Se l’anzianità è maggiore di un anno, in caso di licenziamento si ha diritto, oltre al "contratto di riallocazione", anche ad una indennità, pari al 90% dello stipendio per il primo anno, l’80% per il secondo, il 70% per il terzo e il 60% per il quarto, per un totale massimo di 40.000 euro l’anno e per un periodo non superiore ai 4 anni. Il lavoratore è obbligato a "porsi a disposizione dell’agenzia per le attività di ricollocamento", altrimenti perde il diritto a tutti i benefici.

Secondo Ichino, il suo modello del lavoro dovrebbe eliminare una "situazione di vero e proprio apartheid" che divide i lavoratori protetti da quelli che non lo sono. Il riferimento all’apartheid è lo specchietto per le allodole, l’astuta (e stomachevole) esca a cui il governo e i padroni vorrebbero far abboccare i lavoratori, al fine di far approvare la controriforma del mercato del lavoro con il consenso dei diretti interessati.

Nel resto d’Europa i governi appena dimissionati e quelli in carica hanno imposto o stanno tentando di imporre norme che vanno nello stesso senso.
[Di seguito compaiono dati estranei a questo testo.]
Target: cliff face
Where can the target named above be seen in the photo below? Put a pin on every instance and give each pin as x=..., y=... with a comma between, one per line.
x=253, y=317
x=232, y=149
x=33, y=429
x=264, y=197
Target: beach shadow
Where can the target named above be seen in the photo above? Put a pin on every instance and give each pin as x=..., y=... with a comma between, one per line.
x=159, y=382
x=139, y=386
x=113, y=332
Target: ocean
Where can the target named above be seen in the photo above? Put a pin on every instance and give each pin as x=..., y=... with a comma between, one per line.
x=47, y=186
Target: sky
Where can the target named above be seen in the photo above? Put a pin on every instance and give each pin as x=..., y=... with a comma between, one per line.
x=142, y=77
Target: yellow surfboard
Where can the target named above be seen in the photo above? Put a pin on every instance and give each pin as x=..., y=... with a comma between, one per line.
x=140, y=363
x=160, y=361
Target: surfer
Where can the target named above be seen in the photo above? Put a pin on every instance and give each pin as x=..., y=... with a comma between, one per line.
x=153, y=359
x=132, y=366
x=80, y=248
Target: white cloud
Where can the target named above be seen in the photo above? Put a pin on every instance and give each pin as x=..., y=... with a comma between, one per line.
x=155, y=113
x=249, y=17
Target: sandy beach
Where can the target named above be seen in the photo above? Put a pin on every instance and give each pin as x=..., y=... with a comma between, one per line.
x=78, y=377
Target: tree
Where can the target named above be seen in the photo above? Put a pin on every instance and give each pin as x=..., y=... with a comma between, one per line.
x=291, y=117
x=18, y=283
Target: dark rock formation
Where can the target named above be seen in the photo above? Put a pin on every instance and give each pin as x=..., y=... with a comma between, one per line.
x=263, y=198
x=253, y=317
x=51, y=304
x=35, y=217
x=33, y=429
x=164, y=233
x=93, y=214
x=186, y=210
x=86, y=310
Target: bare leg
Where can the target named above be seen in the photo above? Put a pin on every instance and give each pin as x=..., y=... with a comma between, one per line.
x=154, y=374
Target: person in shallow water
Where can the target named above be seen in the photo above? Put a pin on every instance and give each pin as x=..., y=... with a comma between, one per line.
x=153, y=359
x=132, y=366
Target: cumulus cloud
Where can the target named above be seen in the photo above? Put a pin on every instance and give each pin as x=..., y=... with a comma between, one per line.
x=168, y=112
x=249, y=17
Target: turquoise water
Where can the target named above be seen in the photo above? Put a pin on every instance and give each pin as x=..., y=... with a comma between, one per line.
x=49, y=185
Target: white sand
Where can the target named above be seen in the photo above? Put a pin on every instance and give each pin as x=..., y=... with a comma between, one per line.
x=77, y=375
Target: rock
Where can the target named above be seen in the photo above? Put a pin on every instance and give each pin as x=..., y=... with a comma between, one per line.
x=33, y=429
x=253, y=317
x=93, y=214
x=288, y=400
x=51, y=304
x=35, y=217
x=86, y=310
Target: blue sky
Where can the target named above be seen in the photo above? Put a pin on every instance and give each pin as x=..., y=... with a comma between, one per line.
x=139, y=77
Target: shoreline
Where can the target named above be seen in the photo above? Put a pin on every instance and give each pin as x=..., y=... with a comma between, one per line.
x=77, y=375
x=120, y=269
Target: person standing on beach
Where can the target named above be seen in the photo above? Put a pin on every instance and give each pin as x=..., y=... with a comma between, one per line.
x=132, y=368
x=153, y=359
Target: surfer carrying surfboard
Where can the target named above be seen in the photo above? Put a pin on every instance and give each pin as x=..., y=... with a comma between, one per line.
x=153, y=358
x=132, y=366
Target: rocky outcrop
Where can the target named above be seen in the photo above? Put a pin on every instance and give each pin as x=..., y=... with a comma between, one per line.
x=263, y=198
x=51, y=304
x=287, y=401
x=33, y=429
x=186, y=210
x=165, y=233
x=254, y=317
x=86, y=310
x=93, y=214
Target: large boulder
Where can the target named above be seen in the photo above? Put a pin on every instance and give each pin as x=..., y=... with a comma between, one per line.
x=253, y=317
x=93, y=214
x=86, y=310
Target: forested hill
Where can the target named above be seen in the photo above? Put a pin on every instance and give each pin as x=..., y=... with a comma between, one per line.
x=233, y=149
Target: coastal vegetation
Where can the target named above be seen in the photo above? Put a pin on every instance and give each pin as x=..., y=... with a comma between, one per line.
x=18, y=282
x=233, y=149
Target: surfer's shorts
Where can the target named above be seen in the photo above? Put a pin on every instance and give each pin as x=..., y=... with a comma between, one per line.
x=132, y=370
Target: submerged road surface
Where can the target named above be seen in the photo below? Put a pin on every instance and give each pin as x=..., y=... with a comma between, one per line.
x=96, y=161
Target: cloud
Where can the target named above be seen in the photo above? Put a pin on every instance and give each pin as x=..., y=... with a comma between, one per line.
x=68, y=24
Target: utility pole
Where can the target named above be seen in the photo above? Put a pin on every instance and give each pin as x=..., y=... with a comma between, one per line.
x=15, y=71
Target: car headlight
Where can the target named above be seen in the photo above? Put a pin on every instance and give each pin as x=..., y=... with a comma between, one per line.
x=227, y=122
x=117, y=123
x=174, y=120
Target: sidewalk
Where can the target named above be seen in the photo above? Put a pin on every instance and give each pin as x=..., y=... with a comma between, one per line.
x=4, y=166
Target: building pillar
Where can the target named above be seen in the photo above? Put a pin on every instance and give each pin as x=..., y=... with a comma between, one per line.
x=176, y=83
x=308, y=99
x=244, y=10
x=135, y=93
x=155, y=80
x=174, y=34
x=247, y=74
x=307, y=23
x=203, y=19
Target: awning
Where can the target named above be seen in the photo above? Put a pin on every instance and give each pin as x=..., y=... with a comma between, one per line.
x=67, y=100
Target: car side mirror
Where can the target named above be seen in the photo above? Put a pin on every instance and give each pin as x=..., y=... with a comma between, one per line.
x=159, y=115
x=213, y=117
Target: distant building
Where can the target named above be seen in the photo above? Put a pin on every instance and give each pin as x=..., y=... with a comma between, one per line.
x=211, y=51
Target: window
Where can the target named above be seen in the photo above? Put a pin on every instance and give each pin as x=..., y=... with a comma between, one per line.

Ecco alcuni esempi.

In Spagna, nel 2011, il governo di centro-sinistra Zapatero, prima della sua sostituzione con il governo conservatore di Rajoy, ha stabilito (oltre all’aumento dell’età pensionabile a 67 anni, all’aumento della flessibilità oraria, all’annullamento, di fatto, del rinnovo dei contratti nazionali e all’aggancio degli eventuali aumenti sal ariali solo all’andamento aziendale) la derogabilità dai contratti collettivi quando le difficoltà in cui si trovano le imprese "compromettano la possibilità di mantenere il posto di lavoro".

In Portogallo, nell’ottobre 2001, il governo ha firmato un accordo con il Fmi e la Bce che prevede l’aumento dell’orario di lavoro settimanale da 40 a 42,5 ore, l’eliminazione di alcune festività nazionali, l’eliminazione del divieto di licenziamento senza giusta causa. Queste misure sono state condite con tagli salariali generalizzati e la privatizzazione di alcuni servizi pubblici.

In Francia, già nel 2008 il governo, la Confindustria e alcuni sindacati, con l’opposizione della Cgt, hanno introdotto la possibilità per le imprese di licenziare per motivi "economico-organizzativi", con il semplice obbligo delle imprese di aiutare il lavoratore licenziato, a cui viene corrisposta un’indennità per un periodo di tempo limitato, nella ricerca di una nuova occupazione.